"Der junge Häuptling Winnetou": Viel Aufregung um ein banales Buch
Große Aufregung herrscht zur Zeit um ein Buch aus dem Ravensburger Verlag: "Der junge Häuptling Winnetou". Das Kinderbuch ist zum gleichnamigen Film erschienen und wurde in den sozialen Medien heftig kritisiert.
Das Buch sei kulturelle Aneignung und reproduziere rassistische Stereotype - so die Vorwürfe. Der Verlag hat reagiert und das Buch vom Markt genommen, was wiederum Kritik aus der anderen Richtung nach sich zog: Völlig übertrieben, man müsse doch nicht wegen eines Shitstorms einknicken, wo würde das denn hinführen. NDR Kinderbuchexpertin Katharina Mahrenholtz hat das Buch gelesen.
Frau Mahrenholtz, ist diese Aufregung um das Buch denn berechtigt?
Katharina Mahrenholtz: Nein, diese Aufregung ist sicher nicht berechtigt. Das Buch ist es gar nicht wert, dass alle darüber sprechen. Es gibt so gute Kinderliteratur und nun reden alle über ein Buch, das eben einfach nur sehr banal einen Film nacherzählt: "Der junge Häuptling Winnetou" ist eine völlig unspektakuläre, ziemlich platte Geschichte von zwei Jungen, Winnetou als etwa Zwölfjähriger und ein Weißer namens Tom Silver, die sich erst streiten, dann anfreunden und am Ende den Stamm der Apachen vor den bösen Weißen retten. Zwischendurch gibt es betrunkene Pokerspieler, Prügeleien im Saloon, Wanted-Plakate, Verfolgungsjagd mit Pferdekutsche, Blutsbrüderschaft - alles sehr erwartbar.

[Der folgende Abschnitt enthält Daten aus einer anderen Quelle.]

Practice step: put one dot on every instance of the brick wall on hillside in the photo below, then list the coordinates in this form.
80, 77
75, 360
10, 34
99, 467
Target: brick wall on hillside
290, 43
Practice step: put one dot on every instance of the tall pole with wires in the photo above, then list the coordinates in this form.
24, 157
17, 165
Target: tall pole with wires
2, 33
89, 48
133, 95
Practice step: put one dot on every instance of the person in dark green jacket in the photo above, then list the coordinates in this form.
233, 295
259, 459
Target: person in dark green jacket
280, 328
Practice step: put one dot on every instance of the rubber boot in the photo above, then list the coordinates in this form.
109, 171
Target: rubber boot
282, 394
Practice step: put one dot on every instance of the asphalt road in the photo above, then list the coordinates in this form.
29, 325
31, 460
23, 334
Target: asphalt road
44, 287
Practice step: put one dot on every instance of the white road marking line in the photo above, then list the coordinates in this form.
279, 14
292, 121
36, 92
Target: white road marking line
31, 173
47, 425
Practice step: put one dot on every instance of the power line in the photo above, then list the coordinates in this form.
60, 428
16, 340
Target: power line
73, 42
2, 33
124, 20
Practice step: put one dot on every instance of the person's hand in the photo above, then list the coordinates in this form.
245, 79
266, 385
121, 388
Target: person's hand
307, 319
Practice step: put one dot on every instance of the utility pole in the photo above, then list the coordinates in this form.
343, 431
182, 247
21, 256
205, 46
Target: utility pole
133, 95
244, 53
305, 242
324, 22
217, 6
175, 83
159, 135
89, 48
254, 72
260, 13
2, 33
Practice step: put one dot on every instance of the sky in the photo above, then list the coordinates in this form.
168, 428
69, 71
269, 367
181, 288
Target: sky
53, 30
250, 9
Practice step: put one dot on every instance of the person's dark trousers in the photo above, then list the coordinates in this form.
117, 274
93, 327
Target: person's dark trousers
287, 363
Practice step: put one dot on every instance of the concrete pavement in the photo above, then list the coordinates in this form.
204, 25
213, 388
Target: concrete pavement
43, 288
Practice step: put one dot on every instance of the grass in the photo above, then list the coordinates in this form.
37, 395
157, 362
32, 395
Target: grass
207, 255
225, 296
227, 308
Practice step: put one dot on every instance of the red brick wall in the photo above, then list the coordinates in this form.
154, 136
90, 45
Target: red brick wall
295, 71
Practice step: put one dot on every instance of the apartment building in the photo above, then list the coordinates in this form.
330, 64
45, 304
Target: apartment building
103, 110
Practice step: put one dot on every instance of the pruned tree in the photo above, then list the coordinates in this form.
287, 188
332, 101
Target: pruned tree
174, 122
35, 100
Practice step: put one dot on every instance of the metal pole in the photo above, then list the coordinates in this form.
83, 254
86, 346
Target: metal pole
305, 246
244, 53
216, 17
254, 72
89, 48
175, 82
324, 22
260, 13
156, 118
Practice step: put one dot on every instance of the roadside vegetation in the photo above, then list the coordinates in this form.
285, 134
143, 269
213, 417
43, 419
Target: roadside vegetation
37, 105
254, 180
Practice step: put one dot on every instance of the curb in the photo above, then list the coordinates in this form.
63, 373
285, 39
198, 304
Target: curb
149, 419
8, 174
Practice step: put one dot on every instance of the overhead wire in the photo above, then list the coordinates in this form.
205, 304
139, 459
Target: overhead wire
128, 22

Also kein großer literarischer Wurf - aber was ist denn dran an den Vorwürfen?
Mahrenholtz: Es gibt ja keine konkreten Vorwürfe, die sich auf bestimmte Textstellen beziehen, sondern es heißt ganz allgemein "kulturelle Aneignung" und "Reproduktion rassistischer Stereotype". Wo kulturelle Aneignung anfängt und wo sie aufhört, ist ein weites Feld. Was die Stereotype betrifft: Ja, es gibt Sätze, die unnötig schlicht eine Pseudo-Indianersprache abbilden. Wenn Inschu-Tschuna sagt: "Euer Häuptling kehrt mit leeren Händen zurück, die Büffel, die sonst immer um die Zeit des fallenden Blattmondes unsere Jagdgründe durchstreifen, sind ausgeblieben." Oder "Den Schrei eines Falken später stapfte Winnetou durch den Auslauf der Pferde." Ich weiß nicht, ob die Apachen wirklich den "fallenden Blattmond" oder den "Schrei eines Falken" als Zeitangabe genutzt haben. Das ist so auf dem Niveau von "Yakari und kleiner Donner", dieser Comic- und Zeichentrickserie, die auch immer noch läuft. Die ist allerdings auch schon 30, 40 Jahre alt.
Aber sind solche Sätze denn verwerflich?
Mahrenholtz: Nicht verwerflich, nein. Es ist eben eine ausgedachte Geschichte, keine Dokumentation. Es ist eine Romantisierung des Wilden Westen, genau wie bei Karl May und in zig anderen Büchern und Filmen. Literatur hat aber auch nicht die Aufgabe, die Wirklichkeit abzubilden. Und nicht jede Geschichte, die sich jemand ausdenkt, der nicht dabei war, ist dann gleich kulturelle Aneignung. Aber es war auf jeden Fall etwas blauäugig von dem Verlag, so ein Buch im Jahr 2022 herauszugeben. Es ist - gerade in den letzten Jahren - ein anderes Bewusstsein für Klischees entstanden. Man hätte also ahnen können, dass es nicht gut ankommt, wenn man Karl Mays Phantasie-Indianerland aus den 1890er-Jahren einfach so zu einer Kindergeschichte zusammenrührt.
Das heißt, dass es die klassischen Cowboy-und-Indianer-Geschichten in Zukunft nicht mehr geben wird im Kinderbuch?
Mahrenholtz: Die klassischen Geschichten wird es weitergeben. Ich denke nicht, dass Karl May verboten wird und auch Ursula Wölfels "Fliegender Stern", ein Kinderbuch von 1959, ist weiterhin lieferbar. Aber neue Geschichten werden sich mit der Thematik sicherlich anders beschäftigen.